Sur l'exception d'incompétence du juge administratif :
2. L'action présentée sur le terrain quasi-contractuel par la société GIL TP à l'encontre de la région Provence-Alpes-Côte d'Azur, personne publique, dans le cadre d'un litige né de l'exécution d'une opération de travaux publics, relève de la compétence du juge administratif. Par suite l'exception d'incompétence soulevée en défense doit être écartée.
Sur l'enrichissement sans cause :
3. L'entrepreneur qui a réalisé des travaux à la demande de l'administration peut prétendre, même sans contrat, sur un terrain quasi-contractuel, au remboursement de celles de ses dépenses qui ont été utiles à la collectivité bénéficiaire des prestations qu'il a réalisées.
4. Il résulte de l'instruction que l'AREA Provence-Alpes-Côte d'Azur a adressé à la société SOGEV un bon de commande, le 29 juillet 2019, pour la réalisation de travaux d'aménagement du plateau sportif du lycée professionnel Latécoère. Pour soutenir que ces travaux lui auraient été directement commandés par l'AREA, la société GIL TP se prévaut d'un courrier électronique du maître d'ouvrage délégué adressé à l'ensemble des intervenants aux travaux de rénovation du lycée Latécoère, le 12 août 2019, indiquant : "je me permets de rappeler que la semaine dernière, j'avais appelé certains d'entre vous, qui m'avaient annoncé des prestations qui seraient effectuées dans la semaine, et ce matin, rien ou voir peu de choses ont évolué ! Rappelons un détail qui n'a certainement échappé à personne, la rentrée des élèves est dans 13 jours ouvrés. Espérant que lundi prochain nous serons plus nombreux et que les prestations réalisées auront évolué". Contrairement à ce que soutient la société requérante, il ne ressort pas des termes de ce courrier que l'AREA aurait ordonné à la société GIL TP la réalisation des travaux en litige.
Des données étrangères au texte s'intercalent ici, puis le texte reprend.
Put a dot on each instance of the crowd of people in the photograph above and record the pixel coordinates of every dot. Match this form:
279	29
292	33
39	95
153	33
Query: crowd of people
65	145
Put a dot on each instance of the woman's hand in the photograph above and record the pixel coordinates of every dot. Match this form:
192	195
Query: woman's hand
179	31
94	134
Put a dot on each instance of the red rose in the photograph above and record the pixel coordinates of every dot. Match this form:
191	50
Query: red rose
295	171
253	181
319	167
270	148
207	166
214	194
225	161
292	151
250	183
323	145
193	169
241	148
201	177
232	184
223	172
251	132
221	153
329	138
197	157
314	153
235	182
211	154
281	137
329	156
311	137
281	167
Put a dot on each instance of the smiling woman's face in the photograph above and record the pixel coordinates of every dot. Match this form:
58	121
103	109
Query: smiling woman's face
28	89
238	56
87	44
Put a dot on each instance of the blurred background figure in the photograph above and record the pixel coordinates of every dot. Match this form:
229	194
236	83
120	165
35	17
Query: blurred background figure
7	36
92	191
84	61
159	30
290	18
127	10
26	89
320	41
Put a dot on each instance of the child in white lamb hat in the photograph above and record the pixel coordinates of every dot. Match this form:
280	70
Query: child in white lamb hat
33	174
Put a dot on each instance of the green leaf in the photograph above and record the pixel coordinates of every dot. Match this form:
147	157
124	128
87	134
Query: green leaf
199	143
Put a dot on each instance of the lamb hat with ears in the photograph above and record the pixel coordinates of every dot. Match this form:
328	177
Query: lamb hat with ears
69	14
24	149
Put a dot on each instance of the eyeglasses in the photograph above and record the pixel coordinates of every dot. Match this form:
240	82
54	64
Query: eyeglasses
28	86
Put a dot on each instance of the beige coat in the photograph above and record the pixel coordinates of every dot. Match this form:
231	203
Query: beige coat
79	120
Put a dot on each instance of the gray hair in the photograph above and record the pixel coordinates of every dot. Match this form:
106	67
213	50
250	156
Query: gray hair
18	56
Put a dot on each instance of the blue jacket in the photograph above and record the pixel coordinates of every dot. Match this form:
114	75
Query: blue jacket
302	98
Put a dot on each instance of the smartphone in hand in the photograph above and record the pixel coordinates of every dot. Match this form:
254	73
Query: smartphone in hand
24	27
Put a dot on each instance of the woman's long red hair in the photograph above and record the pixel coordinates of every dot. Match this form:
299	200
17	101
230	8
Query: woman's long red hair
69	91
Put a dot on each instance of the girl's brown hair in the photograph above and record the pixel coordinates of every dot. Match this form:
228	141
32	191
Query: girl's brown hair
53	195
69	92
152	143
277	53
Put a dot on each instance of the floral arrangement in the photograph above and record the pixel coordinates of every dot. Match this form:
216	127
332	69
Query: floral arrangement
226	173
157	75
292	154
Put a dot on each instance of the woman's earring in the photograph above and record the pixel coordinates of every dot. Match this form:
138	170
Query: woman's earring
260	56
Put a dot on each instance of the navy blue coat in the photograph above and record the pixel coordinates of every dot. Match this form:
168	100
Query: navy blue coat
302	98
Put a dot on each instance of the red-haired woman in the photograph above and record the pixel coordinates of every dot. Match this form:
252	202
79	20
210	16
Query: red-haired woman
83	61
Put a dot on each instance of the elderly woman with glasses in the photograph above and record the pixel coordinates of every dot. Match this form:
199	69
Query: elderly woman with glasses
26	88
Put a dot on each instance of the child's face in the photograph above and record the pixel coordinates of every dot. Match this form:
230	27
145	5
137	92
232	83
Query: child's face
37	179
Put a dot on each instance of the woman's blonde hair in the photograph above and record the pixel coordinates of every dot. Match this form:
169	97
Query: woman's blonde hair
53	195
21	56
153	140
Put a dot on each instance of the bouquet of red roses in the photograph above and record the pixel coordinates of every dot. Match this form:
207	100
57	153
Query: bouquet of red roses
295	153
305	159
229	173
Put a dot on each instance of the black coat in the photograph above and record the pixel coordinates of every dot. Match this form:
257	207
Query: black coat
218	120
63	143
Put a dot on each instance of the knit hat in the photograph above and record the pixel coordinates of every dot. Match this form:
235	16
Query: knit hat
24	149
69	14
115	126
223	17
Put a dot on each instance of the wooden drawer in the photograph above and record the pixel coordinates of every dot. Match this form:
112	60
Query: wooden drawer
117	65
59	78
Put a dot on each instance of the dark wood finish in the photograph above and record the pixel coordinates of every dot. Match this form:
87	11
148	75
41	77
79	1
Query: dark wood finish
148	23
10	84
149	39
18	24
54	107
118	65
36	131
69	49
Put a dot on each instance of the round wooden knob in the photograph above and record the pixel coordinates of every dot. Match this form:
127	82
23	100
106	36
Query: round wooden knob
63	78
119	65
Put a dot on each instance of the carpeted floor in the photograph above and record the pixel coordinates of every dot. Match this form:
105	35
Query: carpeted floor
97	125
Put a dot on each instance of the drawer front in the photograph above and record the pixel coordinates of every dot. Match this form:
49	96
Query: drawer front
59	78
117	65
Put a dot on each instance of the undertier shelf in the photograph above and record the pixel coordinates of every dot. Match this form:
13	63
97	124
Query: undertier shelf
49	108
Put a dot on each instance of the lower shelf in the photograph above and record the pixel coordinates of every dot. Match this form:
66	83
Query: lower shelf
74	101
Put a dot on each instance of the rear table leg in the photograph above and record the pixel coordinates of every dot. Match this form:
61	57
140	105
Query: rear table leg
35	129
Il n'en est pas non plus justifié par le courrier adressé par la société SOGEV à la société requérante, la première indiquant à la seconde, pour rejeter sa demande de paiement, qu'elle aurait réalisé les travaux à la demande de l'AREA. En outre, il résulte de l'instruction que la société GIL TP figurait dans les destinataires de ce courrier électronique en qualité de titulaire du lot VRD-Espaces verts d'un marché public forfaitaire de réhabilitation du lycée Latécoère, qui lui a été attribué le 9 septembre 2015, sans lien avec les travaux en litige. La circonstance que la société GIL TP a émis un devis d'un montant de 110 000 euros hors taxes pour la réalisation de ces travaux le 9 avril 2019, indiquant seulement " pour le compte de : AREA Provence-Alpes-Côte d'Azur " n'est pas davantage de nature à révéler que l'AREA lui aurait passé commande directement. Dans ces conditions, la société requérante n'est pas fondée à prétendre, sur le terrain de l'enrichissement sans cause, au remboursement des dépenses correspondant à la réalisation du plateau sportif et qui auraient été utiles à la région Provence-Alpes-Côte d'Azur.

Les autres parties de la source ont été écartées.